Despite obtaining all these meaningful conclusions from the correlations between different statistical quantities, we cannot conclude that when a smaller scaling factor is adopted, the model output must be better and of higher clarity. This is because the loss function derived in Section 3.5 only estimates the information loss when comparing the input and output datasets after both encoding and decoding were conducted, but may have ignored the information loss during the preprocessing stage. In actual industrial applications, the information loss of all aspects should be considered, so that an optimal scaling factor can be selected to balance the quality of outputs and model training efficiency.

4.2. Case Study 2: Generating Anime Avatars via the VAE Model

VAE model is not only useful and applicable in generating a mixture of images or combined game levels from an input dataset, but can also be used to obtain new outputs: If we consider a set of images as the input, after encoding and decoding processes, a totally brand-new image can be created as the eventual output. In this case study, a dataset that consists of 60,000 different anime-girls (an example is shown in Figure 3) was ingested into the VAE model, and the two possible outputs of the model are as shown in Figure 11.
In principle, the creation of new figures or images is not only limited to grayscale representation, but can also be feasible when colored images are desired. The VAE model can generate different new images simply by altering the training dataset, and our purpose within this case study is merely to illustrate the possibility of using the VAE model for generating new datasets or frames. In practice, when colored images are of interests, the computer memory needed will almost be tripled, because the RGB color space requires a 3-dimensional array to record the pixel values (i.e., intensities) of all three different colors.
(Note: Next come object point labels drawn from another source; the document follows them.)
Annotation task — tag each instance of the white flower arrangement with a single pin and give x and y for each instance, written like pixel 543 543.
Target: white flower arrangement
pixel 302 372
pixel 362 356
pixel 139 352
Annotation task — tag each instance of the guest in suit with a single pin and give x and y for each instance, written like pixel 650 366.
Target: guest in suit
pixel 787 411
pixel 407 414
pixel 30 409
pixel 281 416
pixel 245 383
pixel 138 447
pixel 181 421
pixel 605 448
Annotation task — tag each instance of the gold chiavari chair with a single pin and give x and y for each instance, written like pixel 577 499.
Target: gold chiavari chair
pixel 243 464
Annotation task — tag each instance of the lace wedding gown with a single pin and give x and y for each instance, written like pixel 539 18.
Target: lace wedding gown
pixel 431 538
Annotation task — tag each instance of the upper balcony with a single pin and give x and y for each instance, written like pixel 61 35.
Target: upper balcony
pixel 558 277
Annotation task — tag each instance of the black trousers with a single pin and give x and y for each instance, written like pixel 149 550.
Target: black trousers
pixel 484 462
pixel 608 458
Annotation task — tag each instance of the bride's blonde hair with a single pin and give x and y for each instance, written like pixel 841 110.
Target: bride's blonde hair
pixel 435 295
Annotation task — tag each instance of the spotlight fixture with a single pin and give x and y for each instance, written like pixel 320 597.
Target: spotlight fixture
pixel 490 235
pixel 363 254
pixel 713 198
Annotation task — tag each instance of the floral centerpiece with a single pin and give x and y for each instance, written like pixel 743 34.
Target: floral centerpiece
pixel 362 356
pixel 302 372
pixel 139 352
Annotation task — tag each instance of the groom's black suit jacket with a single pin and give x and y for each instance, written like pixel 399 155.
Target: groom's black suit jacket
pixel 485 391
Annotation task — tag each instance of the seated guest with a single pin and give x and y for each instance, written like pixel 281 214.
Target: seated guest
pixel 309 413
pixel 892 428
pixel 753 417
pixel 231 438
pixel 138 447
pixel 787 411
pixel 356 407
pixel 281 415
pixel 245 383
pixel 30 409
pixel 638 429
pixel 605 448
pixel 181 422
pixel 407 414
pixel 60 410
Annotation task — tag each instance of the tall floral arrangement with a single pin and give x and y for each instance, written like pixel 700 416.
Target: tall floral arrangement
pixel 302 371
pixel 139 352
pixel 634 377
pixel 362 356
4.3. Case Study 3: Application of VAE Model to Data Clustering

The VAE model is considered both a generative model and a feature extractor, because it consists of an encoder and a decoder (which is treated as a generator), and the distribution of the latent variable can approximately be encoded as a standard normal distribution. Therefore, the effectiveness of the VAE model in performing data clustering was tested, because in principle, the feature extractor could conduct the task without any external supervision.
In this study, the MINST dataset of handwritten numbers (described in Section 2.2.3) was used to illustrate the applicability of the VAE model in data clustering. Figure 12a shows the sampled numbers “6, 2, 7”, while Figure 12b showcases the corresponding numbers generated by the VAE model after data clustering was applied to all numbers shown in Figure 12a. Obviously, the VAE model had reasonably good performance in terms of data clustering, and was capable of classifying different data types without any supervision, then generating appropriate images that correspond to the clustered datasets.
Within this case study, 50 epochs was adopted, and the averaged recognition accuracy based on conducting 10 similar experiments via the VAE model was 85.4%. The corresponding training accuracy was around 83.7%. Table 3 shows the average accuracy of data clustering when different numbers of epochs were applied.
When the number of epochs increased from 3 to 5, significant improvement with respect to the performance of data clustering was achieved, where the average accuracy increased abruptly from 29.7% to 57.2%. Figure 13 displays the associated graphical relationship between these two quantities, which verifies that (1) the average recognition accuracy was enhanced as the number of epochs increased; and (2) as the number of epochs increased, the increment in average accuracy decreased, and the average accuracy converged to a threshold bounded above by 0.9 in this case study.
In actual gameplay, game designers can make use of the VAE model to recognize specific patterns of images or video frames, for example, the automatic recognition of sketches from game players. On top, the VAE model is also capable of performing data augmentation, which is particularly useful for puzzle games, where players are required to “draw” an object or “write down” an answer. Once the pattern resembles the model answer, the game will treat the player as “correct” and give out an award, or upgrade the player to more advanced stages of the game. The VAE model can be fully utilized to serve related purposes, for example, pattern recognition and the clustering of objects or datasets.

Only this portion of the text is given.